Overview
A global out‑of‑home (OOH) advertising company engaged TeamStation AI to accelerate development of AI‑assisted media‑planning software. Under a staff‑augmentation model, two senior Full‑Stack Engineers based in Latin America were embedded into the client’s teams for 12 months, operating in the client’s tools and under the client’s technical leadership. TeamStation AI supplied the talent pipeline, evidence‑backed onboarding, and security governance needed to contribute quickly and safely.
Context & Stakes (CTO Lens)
- AI feature velocity: Ship LLM‑integrated planning capabilities without destabilizing core systems.
- Talent scarcity: Senior full-stack engineers with Python, React/TypeScript, AWS, and prompt‑engineering experience are scarce and slow to hire.
- Operational risk: Remote access, device posture, and data protections must meet enterprise standards from day one.
- Cost discipline: Expand capacity without committing to permanent headcount or lengthy recruiting cycles.
Roles & Scope (SOW‑001)
Full‑Stack Engineer (x2)
- Stack target: Python, React/TypeScript, SQL Server/Postgres, AWS, CI/CD; experience integrating LLM services and responsible prompt engineering.
- Responsibilities: Participate in stand‑ups and planning; design and deliver features; write unit/integration tests; contribute to system design; document code and decisions; collaborate cross‑functionally with data science, product, and design.
Selection & Onboarding
Selection rigor
- Structured work‑sample tests aligned to the stack (Python concurrency & API design, React state for real‑time dashboards, CI/CD strategy).

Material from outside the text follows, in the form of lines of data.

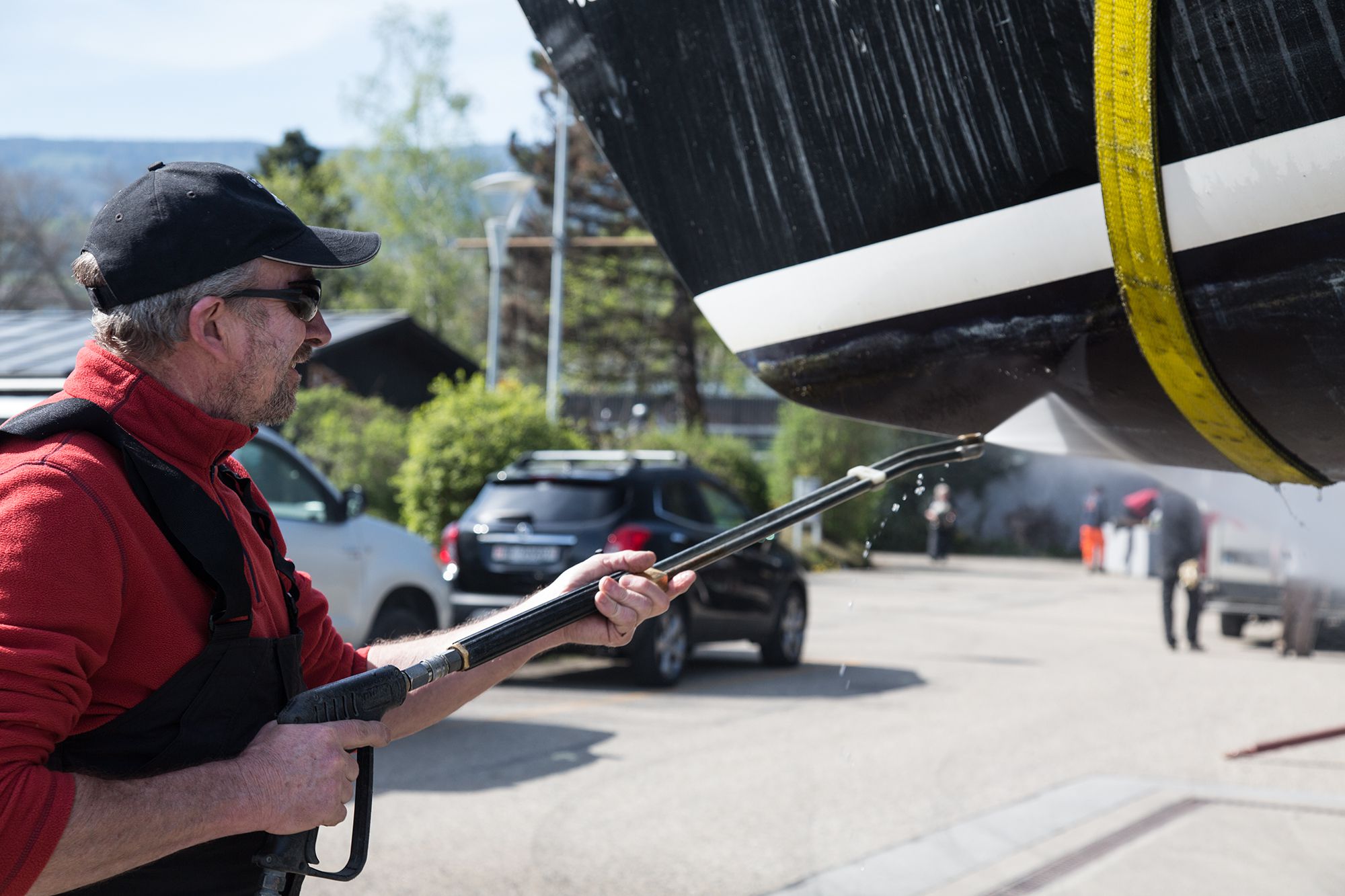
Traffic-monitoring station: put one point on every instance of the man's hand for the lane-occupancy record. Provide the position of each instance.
(622, 603)
(302, 775)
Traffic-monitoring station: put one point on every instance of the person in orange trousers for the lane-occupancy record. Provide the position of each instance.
(1091, 542)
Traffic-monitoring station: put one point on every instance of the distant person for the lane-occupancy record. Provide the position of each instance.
(1091, 542)
(941, 518)
(1182, 536)
(153, 626)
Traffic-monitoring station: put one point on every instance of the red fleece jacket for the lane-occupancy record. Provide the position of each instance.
(96, 608)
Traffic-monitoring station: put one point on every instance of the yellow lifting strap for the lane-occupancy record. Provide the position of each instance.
(1132, 196)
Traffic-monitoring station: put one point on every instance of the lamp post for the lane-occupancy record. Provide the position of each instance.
(502, 198)
(553, 341)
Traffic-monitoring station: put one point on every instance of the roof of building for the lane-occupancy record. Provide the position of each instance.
(381, 353)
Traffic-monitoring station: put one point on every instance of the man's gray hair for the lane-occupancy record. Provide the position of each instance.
(146, 330)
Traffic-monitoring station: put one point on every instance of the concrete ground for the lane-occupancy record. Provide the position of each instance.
(992, 725)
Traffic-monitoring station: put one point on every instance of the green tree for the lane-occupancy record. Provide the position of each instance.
(415, 185)
(297, 171)
(354, 440)
(463, 435)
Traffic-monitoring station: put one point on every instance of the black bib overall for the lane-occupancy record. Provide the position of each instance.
(215, 705)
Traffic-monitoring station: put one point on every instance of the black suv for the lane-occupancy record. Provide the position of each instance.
(551, 509)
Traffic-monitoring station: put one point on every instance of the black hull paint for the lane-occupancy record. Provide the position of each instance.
(755, 136)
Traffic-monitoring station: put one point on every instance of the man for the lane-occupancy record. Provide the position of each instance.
(1091, 542)
(150, 623)
(1182, 537)
(941, 518)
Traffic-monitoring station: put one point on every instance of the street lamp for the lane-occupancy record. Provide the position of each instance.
(502, 198)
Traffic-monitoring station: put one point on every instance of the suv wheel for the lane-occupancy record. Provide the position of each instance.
(662, 645)
(1231, 624)
(785, 645)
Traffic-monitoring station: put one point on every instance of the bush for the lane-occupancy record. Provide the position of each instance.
(463, 435)
(356, 440)
(810, 443)
(726, 456)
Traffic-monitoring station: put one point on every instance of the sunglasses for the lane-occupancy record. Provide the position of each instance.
(302, 295)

- System‑design and security scenarios; prompt‑engineering exercises for LLM usage; communication and leadership signals captured with rubric-based scoring.

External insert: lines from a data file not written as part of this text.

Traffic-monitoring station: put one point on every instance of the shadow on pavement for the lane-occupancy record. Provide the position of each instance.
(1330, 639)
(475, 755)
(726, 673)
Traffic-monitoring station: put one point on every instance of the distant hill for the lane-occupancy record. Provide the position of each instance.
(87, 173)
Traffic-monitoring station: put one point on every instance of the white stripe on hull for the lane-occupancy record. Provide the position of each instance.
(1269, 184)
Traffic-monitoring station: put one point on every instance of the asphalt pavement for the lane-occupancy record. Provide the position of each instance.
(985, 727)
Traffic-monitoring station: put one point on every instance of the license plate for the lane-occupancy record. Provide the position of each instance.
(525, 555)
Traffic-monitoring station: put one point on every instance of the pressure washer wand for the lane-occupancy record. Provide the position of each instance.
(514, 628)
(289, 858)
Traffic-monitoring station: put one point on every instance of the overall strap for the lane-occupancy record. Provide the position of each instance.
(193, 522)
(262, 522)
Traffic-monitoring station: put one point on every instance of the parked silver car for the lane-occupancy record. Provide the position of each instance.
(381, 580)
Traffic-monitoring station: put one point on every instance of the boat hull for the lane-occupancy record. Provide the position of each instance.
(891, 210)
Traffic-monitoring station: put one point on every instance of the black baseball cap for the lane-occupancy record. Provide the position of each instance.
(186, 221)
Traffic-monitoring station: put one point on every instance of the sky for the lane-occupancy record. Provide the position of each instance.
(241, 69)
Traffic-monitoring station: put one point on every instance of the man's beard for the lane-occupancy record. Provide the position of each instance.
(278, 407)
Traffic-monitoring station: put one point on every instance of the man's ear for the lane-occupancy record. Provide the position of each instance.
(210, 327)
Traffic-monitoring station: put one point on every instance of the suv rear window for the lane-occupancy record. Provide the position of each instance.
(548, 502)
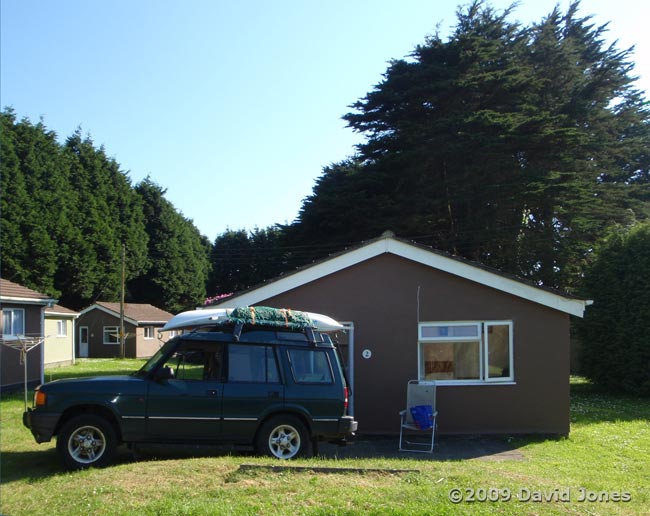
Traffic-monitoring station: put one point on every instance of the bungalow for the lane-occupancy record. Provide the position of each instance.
(497, 347)
(99, 328)
(59, 336)
(23, 323)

Talent Integration & Acceleration (Day‑0 → Day‑90)
- T‑14 to T‑1: Device and software baselining; MFA/SSO and least‑privilege access; environment readiness; documentation uploaded to a personal portal.
- Week 1: Team intros, ceremonies, and a “first ticket” to land a small, production‑adjacent contribution.
- 30‑60‑90 plan: From component work to feature ownership with explicit milestones; progress tracked in the client’s tools.
This structure reduces friction, ensures security compliance, and accelerates time‑to‑productivity—all evidenced through an onboarding dossier.
What Changed
- More bandwidth for AI features without compromising stability.
- Faster iteration thanks to time‑zone overlap, seniority fit, and an evidence‑backed onboarding path.
- Lower operational risk with managed devices, MFA/SSO, least‑privilege access, and documented handoffs.
- Cleaner documentation (PR notes, ADRs where needed) that ages with the codebase.
What CTOs Can Learn From This Engagement
- Staff augmentation can be engineered, not ad hoc. Treat talent selection, onboarding, and security as an integrated system with artifacts you can audit.
- AI literacy matters at the full‑stack layer. Teams ship safer when engineers understand prompts, model limits, and evaluation strategies—not just SDK calls.
- Documentation is part of the deliverable. Lightweight ADRs and PR notes preserve decision context and reduce regression risk.
- Feature flags are your best brake and accelerator. They make faster releases compatible with lower risk.
- Time‑zone alignment is not a perk; it’s throughput. Same‑day feedback compounds over sprints.